The awardees are from across the country, with innovations mainly in the healthcare sector.

Standing wheelchair dengue detector among innovations awarded by Infosys Foundation
news Awards Wednesday, February 19, 2020 - 19:39

Infosys Foundation, the philanthropy and charity wing of Infosys, hosted an awards ceremony on Wednesday for “social innovations” in their Bengaluru campus. According to Infosys, these are products which provide “innovative solutions to support the underprivileged”.

The gold awardees, who were given a cash prize of Rs 20 lakh, and an 8-week mentorship program with professors at IIM-Hyderabad, were awarded to innovators in disease detection.

Partha Pratim Das Mahapatra from Calcutta was awarded for his handheld non-invasive detector of anaemia and predictor of lung and liver problems; Dr Binita Tunga and Rashbehari Tunga from Bengaluru for their infection detector of dengue, malaria and chikungunya and its co-infections on the first day of infection which gives results within ten minutes; and finally to Foundation for Tuberculosis, Malnutrition and AIDS (TUMAAS) from Mumbai for their early detection kit of TB infections through urine, which gives results in 5 minutes.

The other gold awardees were Ramalingam PS for his affordable standing-sitting wheelchair invention for those recovering from spinal cord injuries, and Rashid K, Vimal Govind MK and Nikhil NP from Kerala for ‘Bandicoot’, a robot which replaces human intervention in cleaning manholes.

Chairperson of Infosys Foundation Sudha Murthy said, “I usually don’t make political statements, but the state should support such important innovations. We can only do so much when supporting these innovations. Cleaning our drains is a very important and basic problem to solve. So many underprivileged people are going into it and not coming back out alive, and it is inhumane to allow it to continue.”

The silver awardees, who were given a cash prize of Rs 10 lakh, were Nitesh Kumar Jangir from Bengaluru for his innovation of a neo-natal breathing support system without electricity; Anish Karma from New Delhi for his knee-ankle foot brace innovation for people with disability, which allows people to cycle and squat. Rajlakshmi Borthakur from Bengaluru was also awarded for her wearable epilepsy detector made at low cost; Dr Vishal US Rao from Bengaluru for his 'voice prosthesis' speaking devices for throat cancer patients, many of whom haven't spoken in 10-15 years; and to Rohit Patel from Madhya Pradesh for his low-cost solution for onion storage for up to 15 months.

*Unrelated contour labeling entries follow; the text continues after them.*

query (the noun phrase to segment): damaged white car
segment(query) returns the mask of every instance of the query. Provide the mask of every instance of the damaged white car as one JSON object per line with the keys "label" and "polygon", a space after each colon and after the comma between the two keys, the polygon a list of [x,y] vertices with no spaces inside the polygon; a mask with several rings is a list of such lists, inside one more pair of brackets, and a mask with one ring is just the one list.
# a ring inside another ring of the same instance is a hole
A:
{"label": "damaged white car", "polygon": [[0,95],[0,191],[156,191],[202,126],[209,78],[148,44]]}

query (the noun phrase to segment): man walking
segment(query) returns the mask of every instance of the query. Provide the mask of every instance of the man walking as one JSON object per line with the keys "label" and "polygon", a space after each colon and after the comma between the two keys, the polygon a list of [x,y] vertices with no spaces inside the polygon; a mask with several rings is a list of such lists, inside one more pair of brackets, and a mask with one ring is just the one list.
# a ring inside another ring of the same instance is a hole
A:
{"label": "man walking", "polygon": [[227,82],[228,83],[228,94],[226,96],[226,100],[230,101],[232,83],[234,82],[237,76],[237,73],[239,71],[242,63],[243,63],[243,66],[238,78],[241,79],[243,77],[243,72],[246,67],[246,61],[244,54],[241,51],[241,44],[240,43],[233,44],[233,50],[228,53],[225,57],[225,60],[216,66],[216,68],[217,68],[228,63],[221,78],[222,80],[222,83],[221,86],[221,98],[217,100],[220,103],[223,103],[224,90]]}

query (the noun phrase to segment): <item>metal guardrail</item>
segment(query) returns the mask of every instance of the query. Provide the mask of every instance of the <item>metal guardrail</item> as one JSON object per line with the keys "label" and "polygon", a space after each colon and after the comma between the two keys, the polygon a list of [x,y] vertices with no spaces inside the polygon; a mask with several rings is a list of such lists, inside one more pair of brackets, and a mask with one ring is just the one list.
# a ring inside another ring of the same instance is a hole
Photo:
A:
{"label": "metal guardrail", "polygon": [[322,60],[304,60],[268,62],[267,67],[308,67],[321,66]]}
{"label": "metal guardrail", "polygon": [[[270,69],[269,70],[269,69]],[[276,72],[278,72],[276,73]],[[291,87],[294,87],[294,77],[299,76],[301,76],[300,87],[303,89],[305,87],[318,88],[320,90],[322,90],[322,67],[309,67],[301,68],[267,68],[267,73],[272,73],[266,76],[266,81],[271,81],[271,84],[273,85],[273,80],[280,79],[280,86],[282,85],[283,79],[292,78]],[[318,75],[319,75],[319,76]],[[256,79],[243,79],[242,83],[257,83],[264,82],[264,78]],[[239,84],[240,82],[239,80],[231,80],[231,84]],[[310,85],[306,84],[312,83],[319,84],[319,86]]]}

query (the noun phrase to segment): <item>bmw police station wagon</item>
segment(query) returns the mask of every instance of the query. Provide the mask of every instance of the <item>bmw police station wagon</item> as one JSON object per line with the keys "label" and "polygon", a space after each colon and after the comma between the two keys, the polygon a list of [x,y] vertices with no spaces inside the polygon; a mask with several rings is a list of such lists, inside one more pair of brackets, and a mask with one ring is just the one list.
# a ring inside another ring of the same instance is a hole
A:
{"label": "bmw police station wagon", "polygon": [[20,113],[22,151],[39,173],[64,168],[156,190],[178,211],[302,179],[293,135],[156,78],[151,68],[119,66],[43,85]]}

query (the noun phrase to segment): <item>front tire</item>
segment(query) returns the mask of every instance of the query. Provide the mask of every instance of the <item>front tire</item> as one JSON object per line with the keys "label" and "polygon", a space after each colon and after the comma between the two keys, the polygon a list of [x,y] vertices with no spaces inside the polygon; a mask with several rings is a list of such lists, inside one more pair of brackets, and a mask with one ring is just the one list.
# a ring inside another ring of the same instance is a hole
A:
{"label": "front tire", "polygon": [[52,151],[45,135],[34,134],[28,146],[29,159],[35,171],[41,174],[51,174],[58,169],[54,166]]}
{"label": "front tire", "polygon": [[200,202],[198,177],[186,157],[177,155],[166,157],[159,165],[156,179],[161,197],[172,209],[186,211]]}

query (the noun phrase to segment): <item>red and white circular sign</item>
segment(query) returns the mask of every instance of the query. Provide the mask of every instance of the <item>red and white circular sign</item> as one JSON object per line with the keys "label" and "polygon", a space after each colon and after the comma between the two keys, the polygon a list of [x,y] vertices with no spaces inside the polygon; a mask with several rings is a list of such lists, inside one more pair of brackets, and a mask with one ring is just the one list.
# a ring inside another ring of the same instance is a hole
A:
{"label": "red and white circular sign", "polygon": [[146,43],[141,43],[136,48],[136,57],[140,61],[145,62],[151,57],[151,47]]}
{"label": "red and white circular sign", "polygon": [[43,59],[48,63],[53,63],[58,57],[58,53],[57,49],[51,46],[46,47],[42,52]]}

The competition saw entries from across the country, and the jury had a tough time to go through all the 1700 applications. The jury consisted of Arvind Gupta, Indian toy inventor and science expert, Anil Gupta, faculty of IIM Ahmedabad, Trilochan Sastry, former Dean of IIM Bengaluru, GVV Sharma, Faculty of IIT Hyderabad, Sumit Virmani, Chief Marketing Officer, and Sudha Murthy, the Chairperson of Infosys Foundation.

Nandan Nilekani, Chairman of Infosys said that they chose the products which they thought could be scaled up. “Innovations best happen when there are a lot of constraints. The constraint here is whether it can be done at a low cost, and whether it can be scaled up in production, so that it can have maximum impact. The scale should be built into the thought of the project, and frugal innovation is the essence of that,” he said.

When asked to comment on the ongoing protests against Citizenship Amendment Act and the National Register of Citizens, Sudha Murthy declined to comment.